BALTIMORE (WJZ)—For the past 10 years, a church in East Baltimore estimates it has helped 3,500 heroin addicts off the drug.
But now, as Mike Schuh reports, that church-run clinic is in the middle of a dispute with one of the world’s most respected hospitals.
About 1,300 addicts come to Turning Point Clinic to curb their cravings for heroin.
The clinic is run by a church, which loaded up 11 vans to protest. Their destination was just a mile away: Johns Hopkins Hospital.
Johns Hopkins and the clinic used to be partners. Now some of the patients have come to protest, sending a message to Hopkins.
For 32 years, Nathan used heroin.
“Doing it my way never worked, and this program has drastically changed my life,” he said.
Clinic patient Chanchi Wiggins says she needs the methadone treatment plan because she’s a recovering addict.
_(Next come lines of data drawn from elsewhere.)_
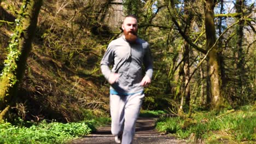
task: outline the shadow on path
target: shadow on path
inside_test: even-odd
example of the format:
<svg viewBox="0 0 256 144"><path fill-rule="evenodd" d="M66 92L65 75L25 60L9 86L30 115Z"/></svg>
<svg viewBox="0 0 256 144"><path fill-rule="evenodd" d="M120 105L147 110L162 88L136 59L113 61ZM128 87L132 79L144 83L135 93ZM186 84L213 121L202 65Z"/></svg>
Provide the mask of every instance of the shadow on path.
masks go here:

The clinic says Hopkins refuses to pay for the initial assessment a patient gets when they are accepted into treatment.
“We have been negotiating with Johns Hopkins for a year, along with the state of Maryland, about the same issue. They owe us over $100,000 right now,” said Rev. Milton Williams, Turning Point Clinic.
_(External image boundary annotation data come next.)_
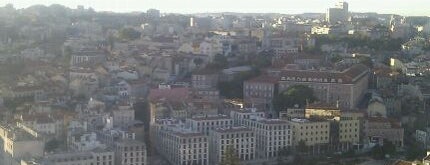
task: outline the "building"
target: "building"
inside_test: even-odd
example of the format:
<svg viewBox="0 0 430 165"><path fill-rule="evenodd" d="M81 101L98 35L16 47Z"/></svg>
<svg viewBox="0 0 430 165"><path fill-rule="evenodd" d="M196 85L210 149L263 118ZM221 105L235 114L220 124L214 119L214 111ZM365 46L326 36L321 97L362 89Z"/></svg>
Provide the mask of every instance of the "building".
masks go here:
<svg viewBox="0 0 430 165"><path fill-rule="evenodd" d="M366 142L383 144L384 140L403 147L404 128L400 122L384 117L368 117L364 125Z"/></svg>
<svg viewBox="0 0 430 165"><path fill-rule="evenodd" d="M72 54L71 66L94 66L105 61L105 55L99 51L82 50Z"/></svg>
<svg viewBox="0 0 430 165"><path fill-rule="evenodd" d="M45 143L37 134L31 134L15 126L1 125L0 138L4 165L15 165L28 157L43 157Z"/></svg>
<svg viewBox="0 0 430 165"><path fill-rule="evenodd" d="M246 127L219 128L210 132L210 164L219 164L226 151L232 147L241 162L255 159L255 134Z"/></svg>
<svg viewBox="0 0 430 165"><path fill-rule="evenodd" d="M216 88L219 80L219 73L216 70L203 69L193 73L191 76L192 87L196 89Z"/></svg>
<svg viewBox="0 0 430 165"><path fill-rule="evenodd" d="M147 165L146 145L143 142L124 139L114 144L115 165Z"/></svg>
<svg viewBox="0 0 430 165"><path fill-rule="evenodd" d="M124 126L134 121L134 109L129 105L118 106L112 111L113 126Z"/></svg>
<svg viewBox="0 0 430 165"><path fill-rule="evenodd" d="M209 132L214 129L232 127L233 120L223 115L202 116L186 119L185 125L193 131L209 135Z"/></svg>
<svg viewBox="0 0 430 165"><path fill-rule="evenodd" d="M282 120L291 120L295 118L305 118L305 109L287 108L286 111L279 112L279 118Z"/></svg>
<svg viewBox="0 0 430 165"><path fill-rule="evenodd" d="M326 21L330 24L348 21L348 3L338 2L335 8L327 9Z"/></svg>
<svg viewBox="0 0 430 165"><path fill-rule="evenodd" d="M173 165L209 164L209 140L203 133L183 128L177 121L151 124L155 149Z"/></svg>
<svg viewBox="0 0 430 165"><path fill-rule="evenodd" d="M312 119L291 119L289 121L292 135L292 144L297 147L303 141L308 147L328 144L330 141L330 122Z"/></svg>
<svg viewBox="0 0 430 165"><path fill-rule="evenodd" d="M292 131L287 121L255 117L245 120L246 127L255 133L257 159L273 159L292 146Z"/></svg>
<svg viewBox="0 0 430 165"><path fill-rule="evenodd" d="M41 163L43 165L115 165L115 158L113 151L99 148L86 152L49 154Z"/></svg>
<svg viewBox="0 0 430 165"><path fill-rule="evenodd" d="M233 119L234 125L245 126L246 120L255 118L264 118L266 114L259 111L257 108L234 109L230 111L230 117Z"/></svg>
<svg viewBox="0 0 430 165"><path fill-rule="evenodd" d="M243 83L243 98L246 105L259 109L269 109L278 93L277 77L259 76Z"/></svg>
<svg viewBox="0 0 430 165"><path fill-rule="evenodd" d="M146 11L146 16L150 20L157 20L160 18L160 10L157 9L148 9Z"/></svg>
<svg viewBox="0 0 430 165"><path fill-rule="evenodd" d="M347 149L361 142L364 114L360 112L341 112L339 120L339 142Z"/></svg>
<svg viewBox="0 0 430 165"><path fill-rule="evenodd" d="M306 85L321 102L353 109L368 87L369 69L362 64L344 71L282 70L279 92L293 85Z"/></svg>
But Hopkins takes a view of what happened differently, saying in a statement, “We’re disappointed that Rev. Williams chooses to voice his dissent in very public and unproductive ways.”
“They have picked on the wrong group of people,” Rev. Williams responded.
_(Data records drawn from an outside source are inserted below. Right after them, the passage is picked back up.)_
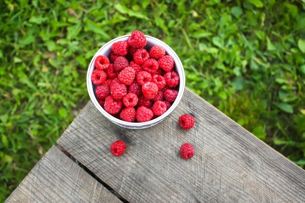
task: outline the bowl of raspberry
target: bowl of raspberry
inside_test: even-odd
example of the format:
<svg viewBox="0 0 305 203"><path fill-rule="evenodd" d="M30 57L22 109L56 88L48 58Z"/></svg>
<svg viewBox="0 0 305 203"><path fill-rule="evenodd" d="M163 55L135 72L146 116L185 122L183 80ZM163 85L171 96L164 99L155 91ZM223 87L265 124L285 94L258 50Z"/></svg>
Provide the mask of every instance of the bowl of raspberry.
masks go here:
<svg viewBox="0 0 305 203"><path fill-rule="evenodd" d="M111 122L132 129L163 120L178 106L185 86L183 66L175 52L137 30L99 49L87 74L96 108Z"/></svg>

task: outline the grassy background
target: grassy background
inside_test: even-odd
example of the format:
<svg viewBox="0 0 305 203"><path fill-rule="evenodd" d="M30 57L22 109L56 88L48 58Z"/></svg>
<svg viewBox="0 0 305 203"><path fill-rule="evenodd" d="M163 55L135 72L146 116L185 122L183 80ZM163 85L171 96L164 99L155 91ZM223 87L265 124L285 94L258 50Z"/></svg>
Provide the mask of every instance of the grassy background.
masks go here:
<svg viewBox="0 0 305 203"><path fill-rule="evenodd" d="M193 92L305 166L305 1L51 1L0 4L0 202L88 100L95 52L135 29L172 46Z"/></svg>

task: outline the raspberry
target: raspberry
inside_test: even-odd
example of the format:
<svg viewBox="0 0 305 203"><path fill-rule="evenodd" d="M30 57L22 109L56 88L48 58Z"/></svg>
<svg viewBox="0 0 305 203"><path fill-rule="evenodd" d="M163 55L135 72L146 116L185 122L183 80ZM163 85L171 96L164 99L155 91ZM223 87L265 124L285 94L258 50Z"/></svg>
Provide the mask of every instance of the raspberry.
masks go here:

“After numerous unanswered attempts to communicate with Williams and the staff at Turning Point Center, Johns Hopkins Healthcare recently notified them of our intent to terminate our participating partner agreement,” Johns Hopkins Associate Director of Communications Kim Hoppe said in a statement.
Hopkins says Williams is not communicating with them.
“Johns Hopkins Hospital and priority partners are mistaken,” Williams said. “I want to be careful about calling other folks liars, but they are mistaken. I challenge them to come on camera with me and say that in my face.”
Neither side spoke about when, if or how the matter will be reconciled.
The statement from Hopkins also expressed regret for the inconvenience caused to any patients.